“Yes. I do.”
“Is that something you had to learn?”
She shook her head. “No. I had to learn to pretend not to be. To put away concerns about whether or not I had truly hurt someone with my knife when I was defending myself. To eliminate any guilt that I felt over taking a loaf of bread from a bakery. For they had many and I had none. I had to unlearn humanity, and coming back to the palace allowed me to find it again.”
“A difference,” he said. “I think.”
“Yes. I believe so.”
“You left your family when?”
Matteo was treading on new ground somehow, with each spoken word. They knew these things about each other. Information dripped into conversations over years. But they didn’t speak of them. Not like this. Not with intention.
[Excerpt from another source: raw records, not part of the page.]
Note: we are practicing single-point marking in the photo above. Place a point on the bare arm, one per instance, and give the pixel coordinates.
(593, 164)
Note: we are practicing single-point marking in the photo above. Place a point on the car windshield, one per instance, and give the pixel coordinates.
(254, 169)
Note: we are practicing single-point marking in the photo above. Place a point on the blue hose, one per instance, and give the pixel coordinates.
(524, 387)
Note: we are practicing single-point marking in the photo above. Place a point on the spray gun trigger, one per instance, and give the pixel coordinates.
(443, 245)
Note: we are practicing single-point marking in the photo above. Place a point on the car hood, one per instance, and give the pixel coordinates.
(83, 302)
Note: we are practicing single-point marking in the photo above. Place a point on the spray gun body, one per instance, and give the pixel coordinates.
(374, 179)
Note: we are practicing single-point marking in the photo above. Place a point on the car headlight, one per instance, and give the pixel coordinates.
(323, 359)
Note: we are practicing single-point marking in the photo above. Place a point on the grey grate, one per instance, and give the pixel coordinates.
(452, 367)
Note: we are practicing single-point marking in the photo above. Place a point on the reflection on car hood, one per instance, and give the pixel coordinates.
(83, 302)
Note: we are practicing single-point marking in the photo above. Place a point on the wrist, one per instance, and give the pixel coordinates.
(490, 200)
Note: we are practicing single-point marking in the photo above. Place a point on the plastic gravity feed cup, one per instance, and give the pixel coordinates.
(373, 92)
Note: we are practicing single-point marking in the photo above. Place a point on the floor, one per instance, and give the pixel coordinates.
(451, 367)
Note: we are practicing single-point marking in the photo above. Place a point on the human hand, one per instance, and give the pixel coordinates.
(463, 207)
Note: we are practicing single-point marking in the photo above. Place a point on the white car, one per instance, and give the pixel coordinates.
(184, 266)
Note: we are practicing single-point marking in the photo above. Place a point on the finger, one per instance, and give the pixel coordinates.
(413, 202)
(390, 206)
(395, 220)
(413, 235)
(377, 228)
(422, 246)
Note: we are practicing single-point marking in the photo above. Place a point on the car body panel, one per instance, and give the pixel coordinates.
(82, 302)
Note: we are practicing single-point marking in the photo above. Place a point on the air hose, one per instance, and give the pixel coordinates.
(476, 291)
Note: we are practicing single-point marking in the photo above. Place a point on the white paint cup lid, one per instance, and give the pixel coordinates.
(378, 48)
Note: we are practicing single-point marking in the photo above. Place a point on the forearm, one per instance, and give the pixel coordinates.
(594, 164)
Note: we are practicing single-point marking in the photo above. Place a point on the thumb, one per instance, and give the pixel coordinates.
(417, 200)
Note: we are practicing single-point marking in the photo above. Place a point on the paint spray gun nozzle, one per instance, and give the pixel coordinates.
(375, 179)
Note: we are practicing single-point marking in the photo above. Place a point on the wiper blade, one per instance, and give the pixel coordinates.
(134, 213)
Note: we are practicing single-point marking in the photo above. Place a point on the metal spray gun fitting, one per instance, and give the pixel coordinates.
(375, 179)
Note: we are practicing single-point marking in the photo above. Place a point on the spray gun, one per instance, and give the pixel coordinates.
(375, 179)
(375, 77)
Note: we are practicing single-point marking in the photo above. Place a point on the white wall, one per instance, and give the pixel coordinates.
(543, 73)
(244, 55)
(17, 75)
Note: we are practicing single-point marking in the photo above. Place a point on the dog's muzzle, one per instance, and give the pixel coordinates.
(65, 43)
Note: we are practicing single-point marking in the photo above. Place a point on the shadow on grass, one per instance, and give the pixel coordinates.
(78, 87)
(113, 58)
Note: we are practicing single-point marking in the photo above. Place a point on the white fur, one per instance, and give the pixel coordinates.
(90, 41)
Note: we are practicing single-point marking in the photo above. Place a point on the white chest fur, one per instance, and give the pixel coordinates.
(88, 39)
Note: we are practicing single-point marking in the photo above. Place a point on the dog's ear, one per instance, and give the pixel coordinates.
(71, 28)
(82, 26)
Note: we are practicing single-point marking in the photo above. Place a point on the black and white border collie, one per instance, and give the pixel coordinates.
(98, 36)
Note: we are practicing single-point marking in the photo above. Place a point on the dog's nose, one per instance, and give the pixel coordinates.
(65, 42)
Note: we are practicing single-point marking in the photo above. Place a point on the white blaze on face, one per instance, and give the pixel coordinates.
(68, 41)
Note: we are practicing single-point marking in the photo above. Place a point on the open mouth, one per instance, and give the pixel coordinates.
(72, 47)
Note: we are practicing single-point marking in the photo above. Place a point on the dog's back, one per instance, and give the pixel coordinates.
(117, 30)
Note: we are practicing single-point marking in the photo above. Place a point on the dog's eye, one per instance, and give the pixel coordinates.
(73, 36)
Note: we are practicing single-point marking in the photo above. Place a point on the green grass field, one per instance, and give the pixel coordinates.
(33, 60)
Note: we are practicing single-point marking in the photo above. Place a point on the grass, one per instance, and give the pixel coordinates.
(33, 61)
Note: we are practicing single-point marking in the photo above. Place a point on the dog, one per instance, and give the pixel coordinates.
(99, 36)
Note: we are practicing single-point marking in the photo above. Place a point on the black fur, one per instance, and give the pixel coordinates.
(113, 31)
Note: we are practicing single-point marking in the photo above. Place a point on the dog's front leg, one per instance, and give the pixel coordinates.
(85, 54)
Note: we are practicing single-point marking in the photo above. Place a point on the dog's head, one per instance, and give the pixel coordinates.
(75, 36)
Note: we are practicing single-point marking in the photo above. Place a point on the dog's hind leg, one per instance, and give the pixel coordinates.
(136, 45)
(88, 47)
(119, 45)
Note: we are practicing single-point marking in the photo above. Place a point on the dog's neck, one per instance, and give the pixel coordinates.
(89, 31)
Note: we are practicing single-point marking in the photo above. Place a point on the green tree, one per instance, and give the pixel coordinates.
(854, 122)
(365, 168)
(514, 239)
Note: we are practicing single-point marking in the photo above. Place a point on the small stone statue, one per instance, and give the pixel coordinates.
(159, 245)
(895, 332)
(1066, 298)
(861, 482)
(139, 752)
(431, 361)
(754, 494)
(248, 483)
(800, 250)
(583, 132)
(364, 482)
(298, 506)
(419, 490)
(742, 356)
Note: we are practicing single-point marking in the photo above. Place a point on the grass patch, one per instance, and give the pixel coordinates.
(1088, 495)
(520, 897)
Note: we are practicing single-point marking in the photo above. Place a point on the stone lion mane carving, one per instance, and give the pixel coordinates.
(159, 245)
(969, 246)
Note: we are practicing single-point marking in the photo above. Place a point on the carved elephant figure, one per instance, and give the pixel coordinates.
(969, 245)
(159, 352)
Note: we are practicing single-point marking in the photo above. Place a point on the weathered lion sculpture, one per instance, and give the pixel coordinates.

“My family left me,” she said firmly. “When I was ten. But you make a good point. For ten years, I was happy. For ten years, I felt a sense of security, a sense of love. The fact that it turned out to be a lie doesn’t erase it. And whatever my mother felt or didn’t feel, there was a time when I was surrounded by the warmth of that family group. There was a time when I felt...cared for. You never felt that, did you?”
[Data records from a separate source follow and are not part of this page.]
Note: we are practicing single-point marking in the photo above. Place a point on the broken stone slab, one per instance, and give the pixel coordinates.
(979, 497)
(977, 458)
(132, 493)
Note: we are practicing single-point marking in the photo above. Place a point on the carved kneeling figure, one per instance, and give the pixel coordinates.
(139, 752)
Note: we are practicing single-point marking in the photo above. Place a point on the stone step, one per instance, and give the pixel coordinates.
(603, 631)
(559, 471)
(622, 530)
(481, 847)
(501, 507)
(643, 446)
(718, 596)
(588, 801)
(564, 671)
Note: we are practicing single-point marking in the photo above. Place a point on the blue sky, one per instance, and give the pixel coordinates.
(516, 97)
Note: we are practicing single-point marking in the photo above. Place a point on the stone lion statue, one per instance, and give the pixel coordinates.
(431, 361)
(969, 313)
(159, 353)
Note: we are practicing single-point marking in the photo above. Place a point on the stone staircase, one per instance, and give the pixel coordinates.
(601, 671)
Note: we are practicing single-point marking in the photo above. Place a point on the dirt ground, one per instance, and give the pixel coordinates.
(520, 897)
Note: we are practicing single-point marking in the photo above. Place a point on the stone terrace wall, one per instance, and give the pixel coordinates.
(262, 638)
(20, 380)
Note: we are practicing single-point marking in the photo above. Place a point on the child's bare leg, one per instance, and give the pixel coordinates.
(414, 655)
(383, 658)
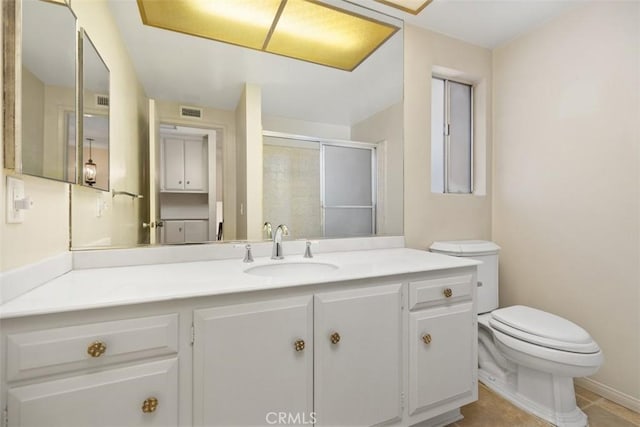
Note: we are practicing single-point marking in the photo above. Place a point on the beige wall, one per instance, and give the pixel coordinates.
(305, 128)
(428, 216)
(45, 231)
(385, 127)
(249, 163)
(566, 194)
(33, 98)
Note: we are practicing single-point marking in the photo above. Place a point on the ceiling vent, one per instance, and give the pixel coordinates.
(190, 112)
(102, 100)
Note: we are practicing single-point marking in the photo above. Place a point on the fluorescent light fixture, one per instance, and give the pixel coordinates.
(301, 29)
(410, 6)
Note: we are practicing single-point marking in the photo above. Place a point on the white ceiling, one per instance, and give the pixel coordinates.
(486, 23)
(202, 72)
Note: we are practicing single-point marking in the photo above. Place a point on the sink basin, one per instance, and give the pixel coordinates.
(291, 269)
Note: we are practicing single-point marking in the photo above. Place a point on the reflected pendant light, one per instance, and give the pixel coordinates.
(90, 168)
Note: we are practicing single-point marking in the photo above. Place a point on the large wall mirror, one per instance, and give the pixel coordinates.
(197, 86)
(95, 117)
(47, 141)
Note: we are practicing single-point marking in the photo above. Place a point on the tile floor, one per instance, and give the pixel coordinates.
(493, 411)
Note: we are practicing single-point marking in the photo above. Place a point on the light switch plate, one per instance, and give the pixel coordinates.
(15, 191)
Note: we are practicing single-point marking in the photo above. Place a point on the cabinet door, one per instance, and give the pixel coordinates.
(173, 164)
(173, 231)
(114, 397)
(195, 165)
(442, 365)
(247, 366)
(358, 347)
(196, 231)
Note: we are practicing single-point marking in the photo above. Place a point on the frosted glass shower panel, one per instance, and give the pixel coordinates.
(348, 222)
(348, 190)
(347, 176)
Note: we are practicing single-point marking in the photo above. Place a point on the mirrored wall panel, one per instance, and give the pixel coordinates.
(48, 138)
(95, 117)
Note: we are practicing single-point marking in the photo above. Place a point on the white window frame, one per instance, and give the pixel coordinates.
(446, 134)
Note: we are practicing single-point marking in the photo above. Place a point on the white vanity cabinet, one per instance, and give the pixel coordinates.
(122, 372)
(251, 360)
(334, 358)
(442, 344)
(184, 164)
(214, 346)
(144, 394)
(358, 356)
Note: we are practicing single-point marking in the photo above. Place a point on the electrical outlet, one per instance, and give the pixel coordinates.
(15, 191)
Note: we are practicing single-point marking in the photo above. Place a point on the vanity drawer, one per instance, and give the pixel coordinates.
(50, 351)
(445, 290)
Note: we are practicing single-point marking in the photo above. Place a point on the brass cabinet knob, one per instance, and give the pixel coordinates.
(97, 349)
(335, 338)
(150, 405)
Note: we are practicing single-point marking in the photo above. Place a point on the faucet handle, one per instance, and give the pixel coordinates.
(248, 257)
(284, 228)
(307, 251)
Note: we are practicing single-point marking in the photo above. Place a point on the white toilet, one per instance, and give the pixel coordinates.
(528, 356)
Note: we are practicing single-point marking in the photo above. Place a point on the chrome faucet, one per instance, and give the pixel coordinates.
(266, 229)
(282, 230)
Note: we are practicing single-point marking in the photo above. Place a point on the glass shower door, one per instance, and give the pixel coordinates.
(348, 190)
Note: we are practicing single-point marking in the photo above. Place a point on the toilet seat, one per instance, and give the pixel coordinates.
(538, 327)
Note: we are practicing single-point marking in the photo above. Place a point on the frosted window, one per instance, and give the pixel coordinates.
(451, 137)
(459, 165)
(437, 135)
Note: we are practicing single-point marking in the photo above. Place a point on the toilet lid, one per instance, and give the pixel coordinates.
(542, 328)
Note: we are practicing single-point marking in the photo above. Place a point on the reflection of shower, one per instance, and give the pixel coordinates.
(319, 187)
(90, 168)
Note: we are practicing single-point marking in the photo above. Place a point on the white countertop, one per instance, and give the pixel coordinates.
(108, 287)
It was her turn to push. Her turn to make him share.
He shifted his hold on her.
“Not until my father was dead. And even then, it’s not a sense of being cared for, it’s just being able to control the environment that I am in. And the environment all of my people are in.”
Her heart squeezed. She didn’t want to feel so much for him, but she did. This man who’d had to learn how to show an interest in others because he didn’t know how to show, not because he didn’t know how to feel.
Whatever he thought.
“You had to show a level of care that was never extended to you, to others,” she said, wanting to lean closer to him as she spoke, “and it is to be commended.”
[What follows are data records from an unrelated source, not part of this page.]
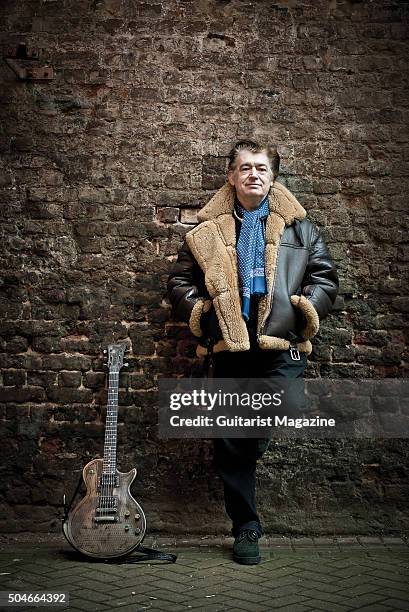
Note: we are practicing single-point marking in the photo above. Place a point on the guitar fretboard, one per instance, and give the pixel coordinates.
(111, 424)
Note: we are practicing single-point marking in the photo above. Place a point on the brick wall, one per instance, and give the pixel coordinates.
(102, 171)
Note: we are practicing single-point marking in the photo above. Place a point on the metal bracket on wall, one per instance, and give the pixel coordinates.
(21, 60)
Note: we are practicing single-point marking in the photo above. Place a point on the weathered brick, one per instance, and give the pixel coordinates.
(91, 229)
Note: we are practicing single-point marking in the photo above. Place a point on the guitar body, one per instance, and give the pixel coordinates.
(108, 521)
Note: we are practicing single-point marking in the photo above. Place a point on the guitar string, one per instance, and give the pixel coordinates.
(108, 480)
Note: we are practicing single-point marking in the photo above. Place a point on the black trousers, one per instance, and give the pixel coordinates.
(235, 459)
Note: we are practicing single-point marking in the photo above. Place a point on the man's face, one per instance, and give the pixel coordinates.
(252, 177)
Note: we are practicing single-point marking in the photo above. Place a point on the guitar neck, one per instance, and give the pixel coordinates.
(111, 424)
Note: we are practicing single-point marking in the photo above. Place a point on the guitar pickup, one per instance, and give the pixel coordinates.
(108, 480)
(106, 519)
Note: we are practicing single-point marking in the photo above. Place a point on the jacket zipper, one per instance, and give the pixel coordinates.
(261, 329)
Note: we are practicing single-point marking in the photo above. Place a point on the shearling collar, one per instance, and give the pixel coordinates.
(281, 201)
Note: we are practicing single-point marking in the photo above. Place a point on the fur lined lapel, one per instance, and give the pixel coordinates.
(213, 244)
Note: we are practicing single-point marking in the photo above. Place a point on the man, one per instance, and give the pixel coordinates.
(252, 279)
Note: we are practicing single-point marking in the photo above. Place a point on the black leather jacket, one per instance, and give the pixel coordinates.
(304, 267)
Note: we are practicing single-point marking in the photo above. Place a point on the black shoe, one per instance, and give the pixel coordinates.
(245, 548)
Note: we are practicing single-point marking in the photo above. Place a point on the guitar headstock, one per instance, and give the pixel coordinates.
(115, 357)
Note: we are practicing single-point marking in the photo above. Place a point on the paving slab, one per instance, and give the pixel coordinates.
(296, 574)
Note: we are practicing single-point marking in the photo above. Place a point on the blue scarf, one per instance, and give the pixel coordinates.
(250, 254)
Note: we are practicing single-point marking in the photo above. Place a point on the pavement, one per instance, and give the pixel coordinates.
(296, 574)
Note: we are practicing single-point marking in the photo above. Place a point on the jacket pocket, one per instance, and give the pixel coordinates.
(312, 324)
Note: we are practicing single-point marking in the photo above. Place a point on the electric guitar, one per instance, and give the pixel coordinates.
(108, 521)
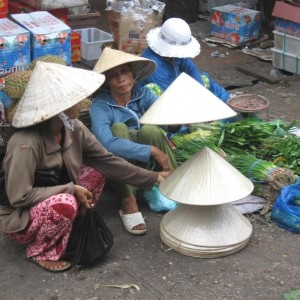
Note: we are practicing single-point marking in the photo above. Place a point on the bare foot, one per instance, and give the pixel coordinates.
(52, 266)
(129, 206)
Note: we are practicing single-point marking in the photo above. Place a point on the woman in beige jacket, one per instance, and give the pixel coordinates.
(52, 138)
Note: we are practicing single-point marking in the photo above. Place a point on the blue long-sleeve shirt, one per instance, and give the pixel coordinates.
(168, 70)
(105, 112)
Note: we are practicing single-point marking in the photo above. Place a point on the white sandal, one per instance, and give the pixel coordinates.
(131, 220)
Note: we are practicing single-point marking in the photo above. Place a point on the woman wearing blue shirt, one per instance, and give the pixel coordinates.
(115, 114)
(172, 47)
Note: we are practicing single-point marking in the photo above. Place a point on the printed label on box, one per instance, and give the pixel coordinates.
(288, 27)
(235, 24)
(49, 35)
(75, 46)
(3, 6)
(14, 47)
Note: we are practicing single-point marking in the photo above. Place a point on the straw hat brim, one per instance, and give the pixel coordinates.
(111, 58)
(206, 179)
(186, 101)
(163, 48)
(209, 229)
(52, 89)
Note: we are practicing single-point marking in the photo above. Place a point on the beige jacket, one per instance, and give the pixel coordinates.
(31, 149)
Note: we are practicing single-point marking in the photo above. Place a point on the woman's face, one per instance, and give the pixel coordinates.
(120, 79)
(73, 112)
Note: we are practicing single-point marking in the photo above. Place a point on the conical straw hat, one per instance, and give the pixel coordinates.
(52, 89)
(207, 229)
(206, 179)
(111, 58)
(186, 101)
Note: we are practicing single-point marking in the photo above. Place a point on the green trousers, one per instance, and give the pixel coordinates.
(148, 135)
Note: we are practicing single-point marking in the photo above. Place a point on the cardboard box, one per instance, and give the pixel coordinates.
(3, 6)
(87, 20)
(19, 8)
(50, 4)
(130, 29)
(75, 46)
(49, 35)
(14, 47)
(286, 61)
(286, 43)
(287, 18)
(92, 40)
(235, 24)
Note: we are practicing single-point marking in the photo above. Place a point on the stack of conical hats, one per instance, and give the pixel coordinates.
(205, 224)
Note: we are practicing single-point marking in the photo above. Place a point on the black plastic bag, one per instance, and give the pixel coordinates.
(94, 238)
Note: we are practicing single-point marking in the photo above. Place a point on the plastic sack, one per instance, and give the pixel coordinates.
(90, 239)
(156, 201)
(286, 210)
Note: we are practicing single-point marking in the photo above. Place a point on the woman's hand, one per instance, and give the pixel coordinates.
(161, 158)
(83, 196)
(162, 175)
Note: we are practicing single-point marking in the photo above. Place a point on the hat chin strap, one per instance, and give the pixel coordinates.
(173, 42)
(68, 123)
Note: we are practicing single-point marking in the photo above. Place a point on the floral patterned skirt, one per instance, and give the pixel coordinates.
(51, 220)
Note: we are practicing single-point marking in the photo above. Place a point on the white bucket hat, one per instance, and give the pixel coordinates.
(52, 89)
(173, 39)
(111, 58)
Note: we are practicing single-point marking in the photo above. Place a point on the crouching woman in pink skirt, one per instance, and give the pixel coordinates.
(50, 137)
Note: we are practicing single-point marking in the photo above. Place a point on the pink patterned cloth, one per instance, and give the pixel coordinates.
(50, 224)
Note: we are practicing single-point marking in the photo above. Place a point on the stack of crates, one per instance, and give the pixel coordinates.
(286, 50)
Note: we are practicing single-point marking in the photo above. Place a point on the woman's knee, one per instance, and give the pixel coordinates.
(120, 130)
(149, 131)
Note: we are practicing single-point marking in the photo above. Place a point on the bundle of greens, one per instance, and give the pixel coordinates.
(268, 179)
(245, 136)
(188, 144)
(283, 151)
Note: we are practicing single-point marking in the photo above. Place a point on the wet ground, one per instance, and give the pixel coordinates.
(265, 269)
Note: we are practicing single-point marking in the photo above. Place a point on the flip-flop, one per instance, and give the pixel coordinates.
(131, 220)
(40, 264)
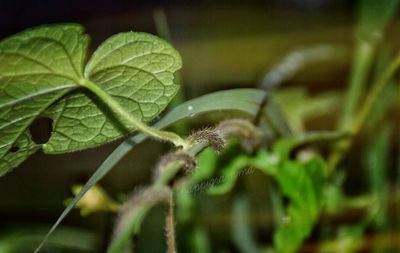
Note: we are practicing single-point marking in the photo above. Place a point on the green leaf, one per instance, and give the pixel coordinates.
(38, 66)
(303, 185)
(136, 69)
(298, 105)
(243, 100)
(24, 238)
(242, 231)
(133, 214)
(42, 74)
He made a scoffing sound. “None of it is to be commended,” he said. “It’s basic human decency, and even without the ability to feel much of anything, I can show it.”
“Many people would choose not to. Has anyone ever taken care of you?” she asked, meeting his gaze.
His answer came quickly, firmly. “You.”
“Oh.”
They continued to dance without speaking and she let her focus go entirely to the way his arms felt around her, the way his body felt. He felt that she had cared for him. And she hated the way that it made her chest feel like it was broken open. Hated how much it made her feel. How she would like to be free of this. This desperate yearning inside of her. Hadn’t she just purposed to try and embrace her attraction to him only to fulfill a fantasy? Well, perhaps it would work if he were simply a fantasy.
But the knowledge that she, and she alone, was where he had experienced care...
Little moments of their life shared passed through her mind, from that night they had sat together on his bed drinking coffee, to the times that she had left him notes on his birthday, quite apart from the vast gifts that he received from heads of state, just personal things. The way that he had done the same for her, at least after that first, disastrous birthday, where she had dressed in red and he hadn’t known. He had found out later. And why? He claimed he didn’t feel, but that was... It was feeling. It was caring.
He was a man with shields erected all around his heart. And she understood that. But she could also feel that same heart beating.
So she knew it was there.
Don’t do this to yourself.
You came to Paris for a reason. You came to get away from him.
But she found herself leaning into him. Found herself stretching up on her toes and kissing his mouth. All that mouth. It held so many of her most dearly cherished fantasies. He tightened his hold on her, angled his head, his tongue sweeping between her lips, sliding against hers.
Her heart was threatening to beat right out of her body. Her pulse thrumming at the base of her throat.
Matteo.
Oh, Matteo.
She didn’t say it out loud but his name filled her like a prayer, like a promise, echoing in the chambers of her heart, making it feel too large for her body.